I wouldn’t name my teddy bear Lavell. That would be a great name for an old bulldog.
I also immediately went down #12’s path — did you mean teddy *bears*???
OK, I have to confess another embarrassing tidbit from my mission. I had a companion with a small collection of stuffed animals that she had named after authority figures (like our mission president). One was a bear named “Dr. Dieter” after our current area authority. When they called him to be an apostle I nearly fell off my chair laughing at the memory of the little teddy bear who used to say things like “we are all Europeans and all Mormons and so we all speak the same gospel language” in a heavy German accent.

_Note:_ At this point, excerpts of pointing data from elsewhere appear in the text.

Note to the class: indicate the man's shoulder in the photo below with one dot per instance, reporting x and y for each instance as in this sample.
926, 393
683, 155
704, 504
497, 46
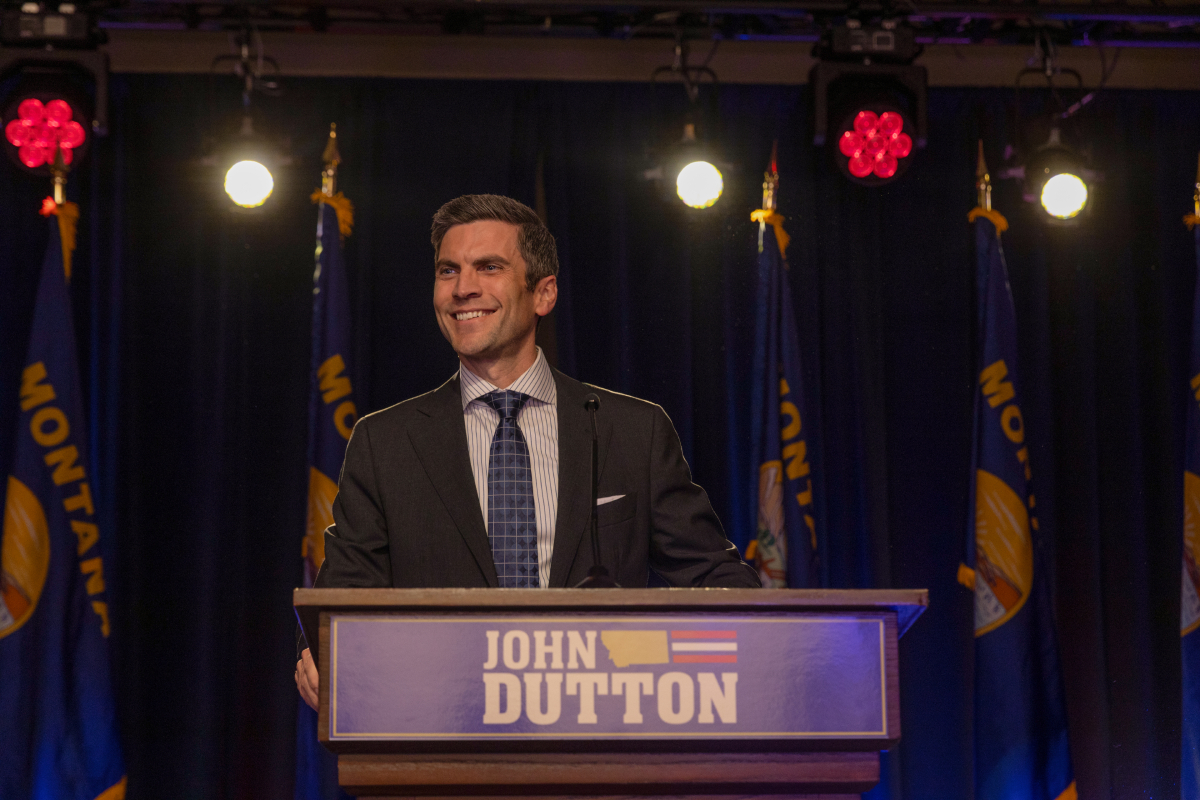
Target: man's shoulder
414, 408
625, 405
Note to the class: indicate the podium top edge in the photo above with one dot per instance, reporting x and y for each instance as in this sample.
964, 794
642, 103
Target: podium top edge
907, 603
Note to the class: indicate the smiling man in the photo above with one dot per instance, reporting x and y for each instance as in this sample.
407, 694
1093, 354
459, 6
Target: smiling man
486, 480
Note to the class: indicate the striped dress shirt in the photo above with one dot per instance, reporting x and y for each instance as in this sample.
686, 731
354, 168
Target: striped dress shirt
539, 425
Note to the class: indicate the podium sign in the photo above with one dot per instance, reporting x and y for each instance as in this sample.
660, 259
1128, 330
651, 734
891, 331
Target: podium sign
713, 693
606, 677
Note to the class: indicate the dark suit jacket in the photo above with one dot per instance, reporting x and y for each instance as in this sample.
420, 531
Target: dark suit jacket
407, 513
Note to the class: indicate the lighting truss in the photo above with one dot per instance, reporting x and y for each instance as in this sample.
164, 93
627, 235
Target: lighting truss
1164, 23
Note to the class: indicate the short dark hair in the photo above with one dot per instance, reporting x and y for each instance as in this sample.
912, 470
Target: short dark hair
534, 240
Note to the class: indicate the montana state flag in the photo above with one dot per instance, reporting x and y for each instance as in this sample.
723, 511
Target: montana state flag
785, 551
1189, 617
1020, 720
58, 722
331, 416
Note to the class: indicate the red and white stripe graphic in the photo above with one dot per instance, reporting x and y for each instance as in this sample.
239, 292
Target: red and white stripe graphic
705, 647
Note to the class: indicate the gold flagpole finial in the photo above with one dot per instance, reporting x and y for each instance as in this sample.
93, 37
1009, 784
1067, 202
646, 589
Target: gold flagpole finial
1195, 197
983, 181
771, 180
59, 173
331, 157
1193, 220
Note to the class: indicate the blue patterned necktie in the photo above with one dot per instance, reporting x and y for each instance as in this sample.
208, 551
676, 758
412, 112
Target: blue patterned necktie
511, 519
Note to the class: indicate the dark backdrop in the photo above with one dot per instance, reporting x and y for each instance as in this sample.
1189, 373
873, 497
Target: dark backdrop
193, 330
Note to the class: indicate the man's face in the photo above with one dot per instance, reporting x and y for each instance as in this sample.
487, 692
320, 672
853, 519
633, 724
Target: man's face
483, 305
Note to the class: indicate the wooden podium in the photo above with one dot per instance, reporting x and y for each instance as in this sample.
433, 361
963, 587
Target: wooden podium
607, 692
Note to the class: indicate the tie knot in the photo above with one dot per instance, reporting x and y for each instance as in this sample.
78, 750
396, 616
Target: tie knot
507, 403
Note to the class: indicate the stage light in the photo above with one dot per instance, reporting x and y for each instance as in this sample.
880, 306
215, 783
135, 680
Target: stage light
40, 128
249, 160
1057, 180
875, 144
1065, 196
700, 185
869, 101
249, 184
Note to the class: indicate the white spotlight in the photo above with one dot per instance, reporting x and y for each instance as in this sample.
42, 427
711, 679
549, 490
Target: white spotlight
249, 184
700, 185
1063, 196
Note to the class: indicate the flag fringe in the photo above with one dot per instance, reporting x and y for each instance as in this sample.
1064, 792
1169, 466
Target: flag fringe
966, 576
115, 792
1069, 793
69, 218
343, 208
775, 221
991, 215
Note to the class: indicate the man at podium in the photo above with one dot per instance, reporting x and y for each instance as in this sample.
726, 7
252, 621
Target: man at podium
486, 480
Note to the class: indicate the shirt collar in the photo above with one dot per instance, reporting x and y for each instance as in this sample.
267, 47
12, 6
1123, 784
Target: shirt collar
537, 382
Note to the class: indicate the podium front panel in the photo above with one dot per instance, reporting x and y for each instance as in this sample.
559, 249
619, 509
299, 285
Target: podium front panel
609, 678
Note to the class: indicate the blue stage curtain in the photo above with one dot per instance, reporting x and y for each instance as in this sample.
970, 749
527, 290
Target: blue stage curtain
193, 326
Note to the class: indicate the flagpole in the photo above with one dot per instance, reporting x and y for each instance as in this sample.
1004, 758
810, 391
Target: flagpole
331, 157
983, 181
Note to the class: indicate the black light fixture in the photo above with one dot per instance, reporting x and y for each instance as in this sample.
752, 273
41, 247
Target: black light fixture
245, 157
869, 100
689, 167
59, 98
1055, 175
1056, 179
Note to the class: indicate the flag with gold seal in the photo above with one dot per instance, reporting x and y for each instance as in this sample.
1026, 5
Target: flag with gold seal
1020, 716
785, 547
58, 719
1189, 605
331, 416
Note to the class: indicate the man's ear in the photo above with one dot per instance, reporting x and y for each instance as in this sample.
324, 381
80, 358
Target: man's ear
545, 295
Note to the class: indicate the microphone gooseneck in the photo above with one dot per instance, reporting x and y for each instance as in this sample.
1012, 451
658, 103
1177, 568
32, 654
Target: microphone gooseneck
598, 576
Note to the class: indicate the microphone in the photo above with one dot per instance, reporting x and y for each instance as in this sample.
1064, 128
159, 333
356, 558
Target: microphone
598, 576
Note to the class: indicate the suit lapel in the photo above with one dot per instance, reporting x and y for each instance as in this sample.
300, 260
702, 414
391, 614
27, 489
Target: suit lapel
574, 474
441, 445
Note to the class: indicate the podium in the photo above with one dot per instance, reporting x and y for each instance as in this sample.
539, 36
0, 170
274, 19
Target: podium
607, 692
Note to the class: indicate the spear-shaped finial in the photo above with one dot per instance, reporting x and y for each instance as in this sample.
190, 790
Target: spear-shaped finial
983, 181
331, 157
59, 173
1195, 197
771, 180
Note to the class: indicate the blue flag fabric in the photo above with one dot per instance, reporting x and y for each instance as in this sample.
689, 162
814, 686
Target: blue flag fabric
331, 416
785, 551
58, 720
1189, 615
1020, 720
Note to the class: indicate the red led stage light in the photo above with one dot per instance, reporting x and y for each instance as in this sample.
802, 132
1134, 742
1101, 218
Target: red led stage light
39, 130
875, 145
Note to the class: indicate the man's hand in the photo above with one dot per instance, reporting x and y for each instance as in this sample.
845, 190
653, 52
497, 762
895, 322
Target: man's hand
307, 679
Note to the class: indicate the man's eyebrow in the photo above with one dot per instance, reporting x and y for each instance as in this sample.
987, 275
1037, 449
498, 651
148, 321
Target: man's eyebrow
490, 259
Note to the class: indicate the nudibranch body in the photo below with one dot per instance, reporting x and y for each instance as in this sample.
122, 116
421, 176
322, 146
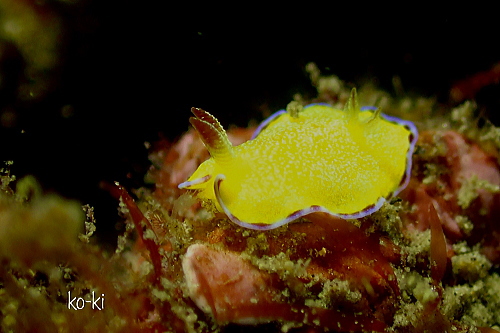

OK, I smell a church merchandising opp… Build-a-Brigham. Soon to be followed by Build-a-Bruce, Build-a-Porter and Build-a-HartmanRectorJr.
Strike it up to transatlantic language differences.
I’d choose Odin after my grandfather. Yes, his real given name.
You can’t name a bear Dieter unless he can dahnce.
You are right David (#22). Maybe if the more common English name Joshua was an option, more people would choose it.
Joshua is analogous with Jesus and some linguists claim the name Joshua is a contraction of the name Jehoshua, which means “Jehovah the Savior.”
I don’t think it has to do with Catholicism vs Protestantism since some Catholic nations such as France and Italy don’t use the name Jesus/Gesu for naming children.
It appears to be a Spanish thing, so countries with heritage from Spain and Spain itself of course.
I would definitely name a teddy bear Lorenzo or Moses.
You are right Peter,
Jesus was a common name during the time of Jesus Christ. I believe it became less common among cultures due to the veneration of Jesus Christ, since it is His first name. Jews on the other hand probably stopped using it because of the strong links to Christianity.
But you bring a good point. Names that are closely linked to the actual title “Christ” are not found to be objectionable in any language. “Christopher” for example, which means “bearing Christ inside/within,” seems to me that it should be more objectionable than Jesus since it uses the actual title of Christ in it.